Kansas City Kansan
- Type: News site
- Format: Web-only (formerly broadsheet)
- Owner(s): Nick Sloan
- Publisher: Nick Sloan
- Founded: 1921
- Headquarters: 7735 Washington Avenue Kansas City, Kansas 66112 United States
- Website: www.kckansan.com

= Kansas City Kansan =

The Kansas City Kansan is an online newspaper that serves Kansas City and other communities in Wyandotte County, Kansas, United States.

==History==
Arthur Capper started the newspaper on January 31, 1921, when Kansas City, Kansas, did not have a daily newspaper while neighboring Kansas City, Missouri, had three dailies—the Kansas City Journal-Post, Kansas City Times and Kansas City Star.

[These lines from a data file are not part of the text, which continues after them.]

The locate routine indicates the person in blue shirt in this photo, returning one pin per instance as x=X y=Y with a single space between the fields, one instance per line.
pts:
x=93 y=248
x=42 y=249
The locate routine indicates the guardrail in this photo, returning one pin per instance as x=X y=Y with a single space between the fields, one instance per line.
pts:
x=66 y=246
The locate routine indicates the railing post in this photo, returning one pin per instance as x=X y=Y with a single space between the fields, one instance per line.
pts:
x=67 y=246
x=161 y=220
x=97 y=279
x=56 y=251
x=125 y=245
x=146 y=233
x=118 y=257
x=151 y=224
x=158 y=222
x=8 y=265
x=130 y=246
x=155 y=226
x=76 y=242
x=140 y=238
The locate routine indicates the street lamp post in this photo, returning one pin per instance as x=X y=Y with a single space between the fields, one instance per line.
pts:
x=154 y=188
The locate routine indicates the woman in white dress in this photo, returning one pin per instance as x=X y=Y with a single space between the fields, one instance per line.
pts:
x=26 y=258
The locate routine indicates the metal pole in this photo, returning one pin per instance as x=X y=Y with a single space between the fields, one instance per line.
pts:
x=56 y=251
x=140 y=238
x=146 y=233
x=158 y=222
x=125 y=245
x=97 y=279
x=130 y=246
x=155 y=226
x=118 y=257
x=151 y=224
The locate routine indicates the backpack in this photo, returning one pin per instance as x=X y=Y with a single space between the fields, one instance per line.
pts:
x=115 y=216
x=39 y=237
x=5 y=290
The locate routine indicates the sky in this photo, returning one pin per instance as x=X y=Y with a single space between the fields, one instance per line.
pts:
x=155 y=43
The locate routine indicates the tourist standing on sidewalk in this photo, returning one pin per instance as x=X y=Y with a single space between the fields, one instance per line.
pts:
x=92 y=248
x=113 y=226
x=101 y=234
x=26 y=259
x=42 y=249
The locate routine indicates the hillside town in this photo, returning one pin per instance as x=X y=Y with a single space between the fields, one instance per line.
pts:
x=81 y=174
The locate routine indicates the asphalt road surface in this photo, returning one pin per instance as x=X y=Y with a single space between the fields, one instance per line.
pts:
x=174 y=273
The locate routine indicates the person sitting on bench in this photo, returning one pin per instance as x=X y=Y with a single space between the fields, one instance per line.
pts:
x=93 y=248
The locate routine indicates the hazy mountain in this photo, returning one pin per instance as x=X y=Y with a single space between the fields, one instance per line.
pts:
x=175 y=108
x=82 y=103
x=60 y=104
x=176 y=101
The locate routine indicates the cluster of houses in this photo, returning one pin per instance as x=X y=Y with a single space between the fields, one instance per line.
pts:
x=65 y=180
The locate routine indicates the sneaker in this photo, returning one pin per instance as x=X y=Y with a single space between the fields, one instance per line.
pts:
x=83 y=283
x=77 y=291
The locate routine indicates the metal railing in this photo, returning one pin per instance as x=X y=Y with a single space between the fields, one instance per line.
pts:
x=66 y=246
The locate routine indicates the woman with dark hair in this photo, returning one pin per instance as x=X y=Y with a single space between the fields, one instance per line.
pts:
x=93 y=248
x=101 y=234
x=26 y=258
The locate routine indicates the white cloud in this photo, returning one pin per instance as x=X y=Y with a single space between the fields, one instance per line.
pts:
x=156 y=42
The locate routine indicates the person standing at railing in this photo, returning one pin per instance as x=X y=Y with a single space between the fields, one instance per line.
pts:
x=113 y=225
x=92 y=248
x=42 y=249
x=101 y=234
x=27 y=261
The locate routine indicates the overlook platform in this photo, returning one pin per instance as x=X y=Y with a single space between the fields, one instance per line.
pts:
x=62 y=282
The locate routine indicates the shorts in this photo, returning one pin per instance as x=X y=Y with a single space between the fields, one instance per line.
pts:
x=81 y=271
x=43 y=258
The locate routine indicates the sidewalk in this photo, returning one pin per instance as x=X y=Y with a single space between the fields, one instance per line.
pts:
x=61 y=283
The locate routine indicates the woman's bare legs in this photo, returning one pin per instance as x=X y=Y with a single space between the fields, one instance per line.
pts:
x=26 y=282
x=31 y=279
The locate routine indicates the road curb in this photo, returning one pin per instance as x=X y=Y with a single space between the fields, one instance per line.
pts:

At its peak in the 1960s, the daily paid circulation topped 34,000. It also operated KCKN radio between 1936 and 1957.

It was published daily except Sundays, Mondays and major holidays. Towards the end of its print publication, the paper converted from a daily to a twice-weekly publication. Since January 10, 2009, the Kansan has been an online-only publication.

On September 19, 2009, Nick Sloan, a resident of Kansas City, Kansas, purchased the Kansan and is now the independent owner of the publication.